Link: Pressure on Big Four to halt Iraq plans
Paul Bremer, head of the Coalition Provisional Authority in Iraq, halted KPMG’s efforts after weeks of work because he insisted there should be a public tender process for the contract. KPMG had been appointed by the Iraqi Governing Council.
A source close to the KPMG team told Accountancy Age they believe the job is still possible despite fears expressed by advisers to the IGC that pulling the firm out has opened a window of opportunity for the destruction of documents and computer files related to the programme.
The source said the team was ‘still confident it could do a good job’.
KPMG’s contract has become the subject of confusing bureaucratic procedures in Iraq.
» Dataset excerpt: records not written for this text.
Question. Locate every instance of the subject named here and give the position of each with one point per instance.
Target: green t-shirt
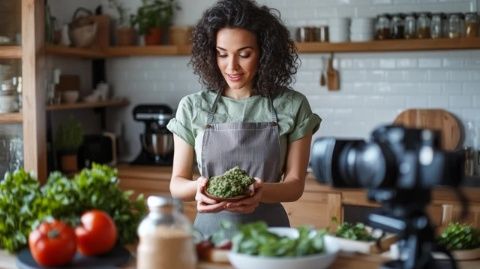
(295, 117)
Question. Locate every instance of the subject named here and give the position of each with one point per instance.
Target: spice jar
(382, 27)
(166, 239)
(398, 26)
(423, 25)
(455, 22)
(436, 25)
(410, 24)
(471, 24)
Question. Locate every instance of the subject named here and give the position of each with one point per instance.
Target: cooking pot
(158, 144)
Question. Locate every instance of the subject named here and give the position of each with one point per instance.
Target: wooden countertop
(343, 261)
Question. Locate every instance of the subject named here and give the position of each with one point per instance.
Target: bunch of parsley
(24, 203)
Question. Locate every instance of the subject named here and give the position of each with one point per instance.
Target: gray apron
(254, 147)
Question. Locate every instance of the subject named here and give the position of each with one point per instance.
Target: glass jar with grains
(423, 25)
(471, 24)
(410, 22)
(166, 237)
(455, 25)
(382, 27)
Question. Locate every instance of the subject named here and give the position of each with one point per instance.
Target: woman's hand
(249, 204)
(205, 204)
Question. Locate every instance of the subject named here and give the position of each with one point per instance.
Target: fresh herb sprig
(356, 231)
(458, 236)
(24, 204)
(255, 239)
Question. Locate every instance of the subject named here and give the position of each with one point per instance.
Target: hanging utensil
(333, 77)
(323, 80)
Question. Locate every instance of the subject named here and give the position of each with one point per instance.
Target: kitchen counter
(344, 261)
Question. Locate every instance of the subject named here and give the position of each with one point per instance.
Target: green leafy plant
(69, 136)
(24, 204)
(154, 13)
(255, 239)
(458, 236)
(356, 231)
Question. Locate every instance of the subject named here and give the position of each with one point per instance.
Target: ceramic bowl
(316, 261)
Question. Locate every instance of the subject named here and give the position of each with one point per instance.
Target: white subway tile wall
(375, 87)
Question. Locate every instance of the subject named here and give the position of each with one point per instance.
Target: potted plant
(124, 32)
(68, 139)
(153, 19)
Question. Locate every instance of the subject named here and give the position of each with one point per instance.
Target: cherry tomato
(53, 243)
(97, 233)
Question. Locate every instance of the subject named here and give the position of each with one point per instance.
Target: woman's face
(237, 59)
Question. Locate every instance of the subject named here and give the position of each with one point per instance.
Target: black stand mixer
(156, 140)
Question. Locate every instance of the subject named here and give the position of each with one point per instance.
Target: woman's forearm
(183, 188)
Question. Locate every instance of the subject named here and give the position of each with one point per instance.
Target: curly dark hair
(278, 55)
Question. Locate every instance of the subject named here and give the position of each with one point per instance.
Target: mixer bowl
(158, 144)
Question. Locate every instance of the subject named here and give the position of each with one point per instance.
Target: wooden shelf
(391, 45)
(85, 105)
(148, 51)
(74, 52)
(10, 52)
(11, 118)
(307, 47)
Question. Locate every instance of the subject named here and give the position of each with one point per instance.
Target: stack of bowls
(361, 29)
(339, 29)
(8, 97)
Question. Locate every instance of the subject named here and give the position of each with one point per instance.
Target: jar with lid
(471, 24)
(436, 25)
(398, 26)
(382, 27)
(166, 237)
(410, 23)
(455, 25)
(423, 25)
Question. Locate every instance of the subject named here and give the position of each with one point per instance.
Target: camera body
(399, 166)
(395, 158)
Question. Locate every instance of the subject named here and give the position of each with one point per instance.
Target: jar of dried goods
(410, 22)
(423, 25)
(166, 238)
(471, 24)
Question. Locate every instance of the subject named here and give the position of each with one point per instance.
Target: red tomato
(97, 233)
(53, 243)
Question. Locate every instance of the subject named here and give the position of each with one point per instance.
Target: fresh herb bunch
(459, 236)
(255, 239)
(356, 231)
(24, 204)
(233, 182)
(20, 206)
The firm was awarded the work by the governing council on the advice of Claude Hankes-Drielsma, a London-based consultant and former chairman of Price Waterhouse, at the beginning of March. By the end of the month Paul Bremer had called a halt and insisted a tender process must take place if he was to authorise money from the Iraq Development Fund to be spent on the investigation.
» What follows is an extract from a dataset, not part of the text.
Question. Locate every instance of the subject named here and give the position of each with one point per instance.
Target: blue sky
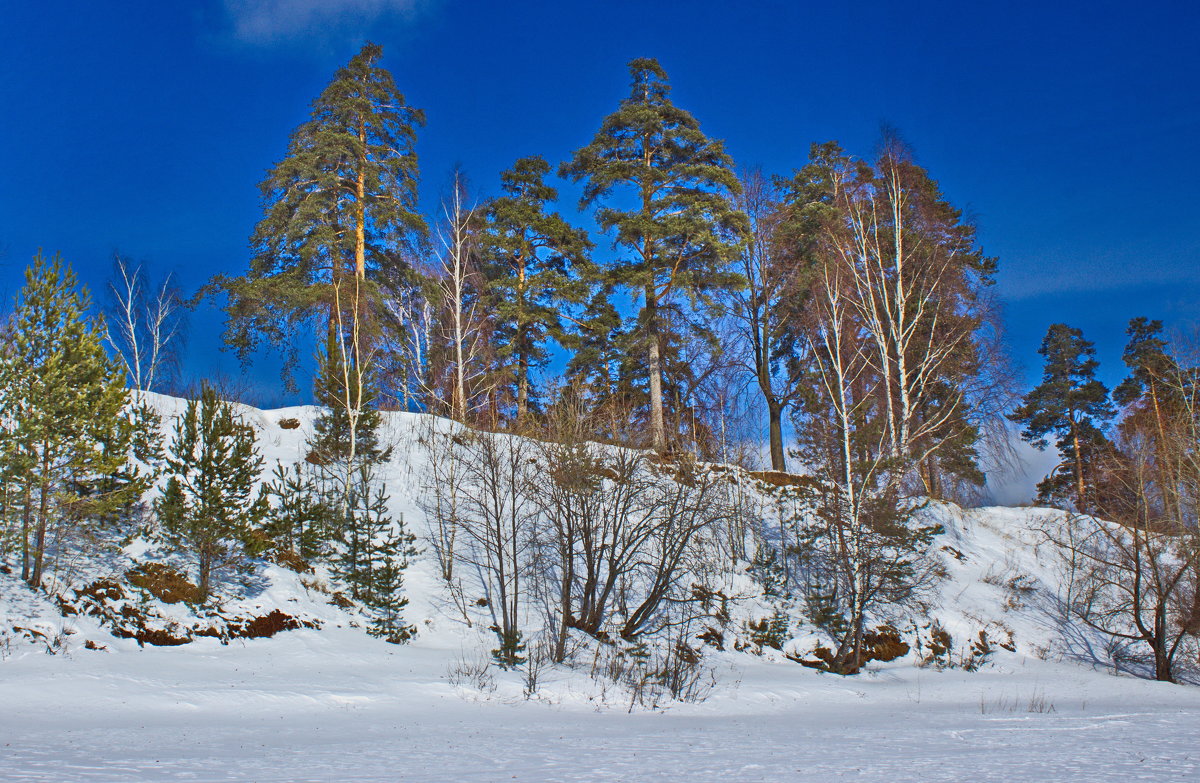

The governing council followed the advice and confirmed KPMG in the contract. But it then emerged that Bremer had ordered a second tender process to be run by the CPA leaving KPMG in limbo.
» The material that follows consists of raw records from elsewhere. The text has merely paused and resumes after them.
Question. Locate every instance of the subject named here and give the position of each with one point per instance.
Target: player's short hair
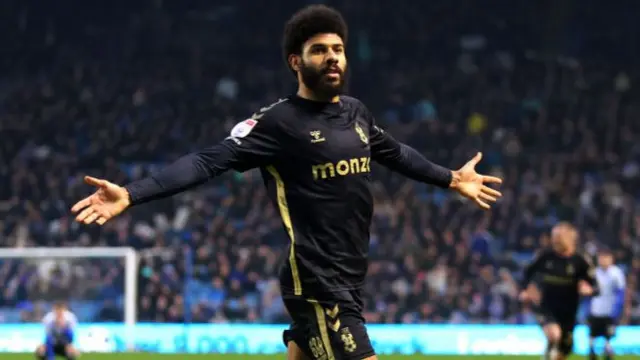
(605, 251)
(569, 229)
(309, 22)
(59, 305)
KPMG staff, under the leadership of Adam Bates, global head of forensics, have visited Baghdad twice so far to secure documents.
KPMG sources downplayed the damage that could be done to evidence while the firm’s work was suspended. ‘It’s very difficult to cover up the trail,’ said the source, pointing to the fact that central to KPMG’s investigation will be the investigation of computer files.
So far there has been no shortage of volunteers to go to Baghdad for KPMG despite the current levels of conflict. ‘People want to work on jobs of historic importance where you are trying to establish the truth,’ the source said.